If all is ok the "pip install nupic" command should work like a charm. However, in case you run into a compiler error like the one shown below it might be that you are missing some additional prerequisites.

cc -c /tmp/tmphmvPkY/vers.cpp -o tmp/tmphmvPkY/vers.o --std=c++11
    cc: error trying to exec 'cc1plus': execvp: No such file or directory
    *WARNING* no libcapnp detected. Will download and build it from source now. If you have C++ Cap'n Proto installed, it may be out of date or is not being detected. Downloading and building libcapnp may take a while.
    fetching https://capnproto.org/capnproto-c++-0.5.1.2.tar.gz into /tmp/pip-build-PHQZgs/pycapnp/bundled
    configure: error: *** A compiler with support for C++11 language features is required.
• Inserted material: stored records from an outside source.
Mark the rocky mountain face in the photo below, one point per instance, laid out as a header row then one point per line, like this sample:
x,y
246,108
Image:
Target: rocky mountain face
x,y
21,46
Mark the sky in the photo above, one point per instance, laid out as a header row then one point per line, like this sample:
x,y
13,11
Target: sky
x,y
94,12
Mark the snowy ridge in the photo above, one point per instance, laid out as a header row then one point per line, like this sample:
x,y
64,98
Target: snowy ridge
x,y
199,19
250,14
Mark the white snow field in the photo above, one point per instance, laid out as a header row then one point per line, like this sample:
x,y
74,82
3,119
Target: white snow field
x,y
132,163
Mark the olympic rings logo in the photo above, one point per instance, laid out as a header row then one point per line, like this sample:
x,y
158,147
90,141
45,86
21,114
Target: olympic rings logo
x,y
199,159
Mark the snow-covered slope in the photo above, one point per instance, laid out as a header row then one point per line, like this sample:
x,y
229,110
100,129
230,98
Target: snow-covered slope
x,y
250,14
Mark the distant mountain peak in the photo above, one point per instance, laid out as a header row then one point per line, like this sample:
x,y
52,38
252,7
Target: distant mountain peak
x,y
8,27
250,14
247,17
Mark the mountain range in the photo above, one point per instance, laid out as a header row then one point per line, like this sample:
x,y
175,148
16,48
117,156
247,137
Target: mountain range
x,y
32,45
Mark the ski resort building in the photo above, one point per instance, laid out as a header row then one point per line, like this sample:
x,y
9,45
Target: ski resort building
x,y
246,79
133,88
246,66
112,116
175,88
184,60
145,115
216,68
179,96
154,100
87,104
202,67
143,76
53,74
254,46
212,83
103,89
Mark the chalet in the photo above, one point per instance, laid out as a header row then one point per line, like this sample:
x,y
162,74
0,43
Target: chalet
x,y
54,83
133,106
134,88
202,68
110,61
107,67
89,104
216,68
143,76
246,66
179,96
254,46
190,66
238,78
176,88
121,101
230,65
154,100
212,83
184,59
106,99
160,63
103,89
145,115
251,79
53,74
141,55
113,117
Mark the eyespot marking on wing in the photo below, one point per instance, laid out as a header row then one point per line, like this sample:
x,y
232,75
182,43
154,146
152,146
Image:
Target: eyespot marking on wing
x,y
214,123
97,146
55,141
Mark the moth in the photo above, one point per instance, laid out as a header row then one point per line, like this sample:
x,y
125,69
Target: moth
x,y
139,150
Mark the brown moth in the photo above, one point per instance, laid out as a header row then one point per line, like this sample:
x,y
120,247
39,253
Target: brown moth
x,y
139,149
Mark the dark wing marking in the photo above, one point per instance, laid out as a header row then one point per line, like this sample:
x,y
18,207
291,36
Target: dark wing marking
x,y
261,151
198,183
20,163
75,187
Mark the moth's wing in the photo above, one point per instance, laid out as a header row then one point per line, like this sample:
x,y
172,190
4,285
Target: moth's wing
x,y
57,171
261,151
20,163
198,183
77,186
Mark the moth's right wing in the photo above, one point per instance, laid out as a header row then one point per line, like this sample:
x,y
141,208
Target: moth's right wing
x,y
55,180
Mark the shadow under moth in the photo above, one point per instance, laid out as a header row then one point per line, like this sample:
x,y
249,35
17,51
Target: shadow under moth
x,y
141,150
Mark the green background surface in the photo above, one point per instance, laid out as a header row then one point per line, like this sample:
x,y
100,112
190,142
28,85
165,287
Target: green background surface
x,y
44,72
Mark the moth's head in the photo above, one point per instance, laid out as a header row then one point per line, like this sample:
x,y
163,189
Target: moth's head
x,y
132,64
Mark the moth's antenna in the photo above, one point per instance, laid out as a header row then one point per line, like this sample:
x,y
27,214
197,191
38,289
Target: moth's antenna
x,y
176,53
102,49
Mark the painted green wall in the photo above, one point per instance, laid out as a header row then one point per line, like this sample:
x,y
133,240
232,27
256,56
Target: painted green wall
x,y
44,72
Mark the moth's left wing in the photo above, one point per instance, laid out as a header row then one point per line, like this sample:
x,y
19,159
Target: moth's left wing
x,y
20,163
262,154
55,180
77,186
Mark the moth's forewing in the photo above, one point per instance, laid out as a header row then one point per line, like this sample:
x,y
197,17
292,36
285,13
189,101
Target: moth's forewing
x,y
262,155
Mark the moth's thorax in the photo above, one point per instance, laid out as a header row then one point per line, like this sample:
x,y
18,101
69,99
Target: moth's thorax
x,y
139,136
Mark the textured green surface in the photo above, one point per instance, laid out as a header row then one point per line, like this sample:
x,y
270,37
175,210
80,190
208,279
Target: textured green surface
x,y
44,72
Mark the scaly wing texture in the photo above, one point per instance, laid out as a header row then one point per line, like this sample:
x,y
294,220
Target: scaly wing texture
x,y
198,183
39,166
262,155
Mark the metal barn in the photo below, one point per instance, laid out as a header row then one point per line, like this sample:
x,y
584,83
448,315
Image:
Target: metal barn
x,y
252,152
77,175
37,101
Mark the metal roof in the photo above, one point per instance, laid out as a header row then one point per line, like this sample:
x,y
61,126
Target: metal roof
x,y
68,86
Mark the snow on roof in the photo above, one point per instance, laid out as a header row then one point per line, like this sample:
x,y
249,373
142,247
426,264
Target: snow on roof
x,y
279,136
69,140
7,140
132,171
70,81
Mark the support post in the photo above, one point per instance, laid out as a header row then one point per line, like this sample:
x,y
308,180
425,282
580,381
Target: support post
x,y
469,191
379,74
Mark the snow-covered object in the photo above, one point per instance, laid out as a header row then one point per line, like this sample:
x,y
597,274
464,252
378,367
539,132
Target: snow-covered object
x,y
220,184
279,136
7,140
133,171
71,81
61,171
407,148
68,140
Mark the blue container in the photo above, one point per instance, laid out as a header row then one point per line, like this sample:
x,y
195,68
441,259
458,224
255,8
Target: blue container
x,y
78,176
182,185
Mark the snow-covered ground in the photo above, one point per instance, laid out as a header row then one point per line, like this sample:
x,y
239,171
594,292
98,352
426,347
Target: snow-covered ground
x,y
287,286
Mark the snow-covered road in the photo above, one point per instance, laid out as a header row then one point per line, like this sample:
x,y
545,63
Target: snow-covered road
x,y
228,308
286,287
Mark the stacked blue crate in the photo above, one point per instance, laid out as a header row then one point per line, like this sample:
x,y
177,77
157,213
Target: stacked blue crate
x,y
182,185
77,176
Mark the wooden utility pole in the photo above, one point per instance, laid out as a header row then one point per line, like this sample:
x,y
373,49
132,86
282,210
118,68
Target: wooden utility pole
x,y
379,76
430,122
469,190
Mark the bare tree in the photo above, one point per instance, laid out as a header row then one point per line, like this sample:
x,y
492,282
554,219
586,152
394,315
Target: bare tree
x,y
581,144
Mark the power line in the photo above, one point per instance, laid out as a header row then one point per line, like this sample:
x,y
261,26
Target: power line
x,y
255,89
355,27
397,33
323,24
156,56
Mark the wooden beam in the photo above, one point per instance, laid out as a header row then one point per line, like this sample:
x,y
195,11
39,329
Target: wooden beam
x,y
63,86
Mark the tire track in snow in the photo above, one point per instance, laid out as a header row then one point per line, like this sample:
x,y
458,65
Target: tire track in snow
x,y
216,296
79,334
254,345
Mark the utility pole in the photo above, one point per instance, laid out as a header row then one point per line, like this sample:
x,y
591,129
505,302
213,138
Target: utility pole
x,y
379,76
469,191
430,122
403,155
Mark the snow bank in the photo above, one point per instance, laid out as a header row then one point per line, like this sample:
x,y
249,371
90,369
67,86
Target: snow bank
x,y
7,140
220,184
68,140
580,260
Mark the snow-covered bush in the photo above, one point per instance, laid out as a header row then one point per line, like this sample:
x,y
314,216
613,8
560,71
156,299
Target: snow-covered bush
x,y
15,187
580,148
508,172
To resolve this issue you will need to do a additional install of gcc-c++ by executing

[root@localhost ~]# yum install gcc-c++

Testing NuPic
to ensure your installation of Nupic was successful you can run a test with the test units provided in the github repository. Execute the py.test against test/unit/ which can be found in the github repository. This should look like the example below.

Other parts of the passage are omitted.